Follow the spirit, not the letter, of recipes for savory food. Account for your ingredients (which are not static), conditions, and preferences. Stir, taste, adjust.

Survey

Last month, I asked you what I should call the new, catch all section. Brettsplaining received three votes. Three others received one vote each: 99% Perspiration; Here’s Something Nice; and Why Did I Not Know This?

This month, you get to answer a question related to my first Brettsplaining entry. I’ve always been weirded out by the idea of tasting food that isn’t finished. I’m trying to get over it. I wonder if you feel the same way.

Do you taste your food while you're preparing it?

  • Yes
  • No

To see the survey and respond to it, you have to subscribe via email and answer it through an email interface.

Privacy-Respecting Software and Libraries

In my experience, library staff members' technology-related privacy needs fall into two areas: Internal Technology and Systems and Supporting Constituents (e.g., faculty, students, community members).

Internal Technology and Systems

  • Library staff need ways to understand needs and facilitate interaction without violating their constituents' privacy.

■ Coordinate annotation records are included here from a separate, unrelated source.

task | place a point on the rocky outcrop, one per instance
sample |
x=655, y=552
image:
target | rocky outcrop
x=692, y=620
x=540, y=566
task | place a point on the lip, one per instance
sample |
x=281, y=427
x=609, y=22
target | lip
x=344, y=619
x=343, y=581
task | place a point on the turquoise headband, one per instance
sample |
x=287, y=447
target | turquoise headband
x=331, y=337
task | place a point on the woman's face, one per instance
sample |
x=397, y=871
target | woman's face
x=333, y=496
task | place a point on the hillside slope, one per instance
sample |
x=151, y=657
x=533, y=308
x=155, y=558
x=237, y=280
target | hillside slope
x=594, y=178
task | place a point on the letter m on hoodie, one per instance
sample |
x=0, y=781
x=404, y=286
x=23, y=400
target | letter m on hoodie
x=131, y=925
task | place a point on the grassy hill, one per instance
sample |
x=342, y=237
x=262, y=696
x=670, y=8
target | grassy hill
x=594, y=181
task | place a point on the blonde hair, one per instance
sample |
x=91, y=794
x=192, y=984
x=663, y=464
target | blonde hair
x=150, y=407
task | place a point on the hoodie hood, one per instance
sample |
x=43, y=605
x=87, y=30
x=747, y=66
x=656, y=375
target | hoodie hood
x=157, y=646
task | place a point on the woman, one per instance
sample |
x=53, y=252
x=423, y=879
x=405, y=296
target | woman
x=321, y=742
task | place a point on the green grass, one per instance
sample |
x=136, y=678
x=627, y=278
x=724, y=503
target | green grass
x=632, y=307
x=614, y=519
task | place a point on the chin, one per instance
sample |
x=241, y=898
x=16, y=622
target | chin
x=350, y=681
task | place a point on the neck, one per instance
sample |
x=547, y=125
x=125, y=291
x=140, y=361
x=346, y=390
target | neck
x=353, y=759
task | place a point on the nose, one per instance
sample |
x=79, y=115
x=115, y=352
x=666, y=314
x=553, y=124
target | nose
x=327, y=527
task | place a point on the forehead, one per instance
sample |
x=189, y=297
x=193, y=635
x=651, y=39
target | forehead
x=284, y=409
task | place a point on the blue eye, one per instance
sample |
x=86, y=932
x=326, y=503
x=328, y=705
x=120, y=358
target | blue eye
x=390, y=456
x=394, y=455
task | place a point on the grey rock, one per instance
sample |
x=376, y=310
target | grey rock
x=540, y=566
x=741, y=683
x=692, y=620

For example, a lot of library websites use Google Analytics or embed social media widgets so they can "meet people where they are".
  • Library staff need business software (e.g., email and other communications, video-based meetings, calendar and scheduling, spreadsheets, document editors) that is affordable, practical, easy to use (for end-users, many of whom are not necessarily comfortable with technology), and easy to support (for technology staff, assuming the library has technology staff). Most library staff use Google Workspace or Microsoft Office.
  • While many libraries use open source software for the catalogs and member databases (see Koha and Evergreen), there are a lot of reasons that libraries choose closed source and less private alternatives.
  • If library staff believe that the people they have been hired to serve are on Instagram or TikTok or Bluesky or LinkedIn or YouTube or some other social media platform, that's where they're going to focus their attention.
  • For other needs, library staff often choose hosted, subscription-based services rather than self-hosted services for all of the reasons that anyone else might not choose to self-host.

Supporting Constituents

  • There is already a lot of good work about supporting constituents (e.g. Privacy Field Guides, Library Freedom Project). In general, it's not an awareness issue among library staff. Maybe it's a question of asking the people at libraries who make technology decisions and set other policies what might help them choose technology that protects staff and community members’ privacy?
  • Libraries are associated with free as in cost and free as in intellectual freedom. When you go to a library in person or online, you have access to books, movies, events, and other services for free, and the library doesn't track what you're doing or make you sign in when you enter the building or attend a program. It's challenging to offer the equivalent experience when students, faculty, or community members want help signing up for an email account, or downloading eBooks, or remembering their passwords, or writing and saving a resume.